I don't think you can do this with one regex. I would find all digit sequences within the string (probably with a regex) and then I would select the longest with .NET code, and call Split().
This depends entirely on your Regexp engine. Check your Regexp environment for capturing, there might be something in it like the automatic variables in Perl.
OK, let's talk about your question:
Keep in mind, that both, NFA and DFA, of almost every Regexp engine are greedy, this means, that a (\d+) will always find the longest match, when it "stumbles" over it.

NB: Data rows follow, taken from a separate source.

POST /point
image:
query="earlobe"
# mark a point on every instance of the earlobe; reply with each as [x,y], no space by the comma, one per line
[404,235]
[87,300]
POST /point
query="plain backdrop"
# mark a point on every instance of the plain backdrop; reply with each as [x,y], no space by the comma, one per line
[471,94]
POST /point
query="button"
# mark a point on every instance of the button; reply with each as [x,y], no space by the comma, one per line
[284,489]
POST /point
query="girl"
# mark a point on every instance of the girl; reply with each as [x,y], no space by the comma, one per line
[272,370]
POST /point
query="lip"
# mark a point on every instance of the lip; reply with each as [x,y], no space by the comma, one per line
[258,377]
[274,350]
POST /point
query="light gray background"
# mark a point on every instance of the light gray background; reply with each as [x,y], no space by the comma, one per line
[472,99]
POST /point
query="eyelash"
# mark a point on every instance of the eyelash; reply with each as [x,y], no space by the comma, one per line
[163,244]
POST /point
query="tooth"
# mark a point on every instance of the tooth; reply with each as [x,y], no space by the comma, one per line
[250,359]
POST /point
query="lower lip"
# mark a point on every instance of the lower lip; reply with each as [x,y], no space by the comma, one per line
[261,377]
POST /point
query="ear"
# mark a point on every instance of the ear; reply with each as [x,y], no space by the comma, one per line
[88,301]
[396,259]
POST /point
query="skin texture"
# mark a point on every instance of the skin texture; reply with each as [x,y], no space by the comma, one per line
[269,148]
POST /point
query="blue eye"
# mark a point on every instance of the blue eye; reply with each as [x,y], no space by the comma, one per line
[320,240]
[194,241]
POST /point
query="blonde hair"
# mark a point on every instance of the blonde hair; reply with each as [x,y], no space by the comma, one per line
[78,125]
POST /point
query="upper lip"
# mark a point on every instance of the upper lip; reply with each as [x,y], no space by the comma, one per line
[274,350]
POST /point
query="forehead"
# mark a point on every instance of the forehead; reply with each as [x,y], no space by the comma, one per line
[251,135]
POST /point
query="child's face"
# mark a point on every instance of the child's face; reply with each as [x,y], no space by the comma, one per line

Now, what I can get from your example, is you always need middle portion of a number, try this:
/^(.*\D)?(\d+)(\D.*)?$/ig
The now look at variables $1, $2, $3. Not all of them will exist: if there are all three of them, $2 will hold your number in question, the other vars, parts of the prefix. when one of the prefixes is missing, only variable $1 and $2 will be set, you have to see for yourself, which one is the integer. If both prefix and suffix are missing, $1 will hold the number.
The idea is to make the engine "stumble" over the first few characters and start matching a long number in the middle.
Since the modifier /gis present, you can loop through all available combinations, that the machine finds, you can then simply take the one you like most or something.
This example is in PCRE, but I'm sure .NET has a compatible mode.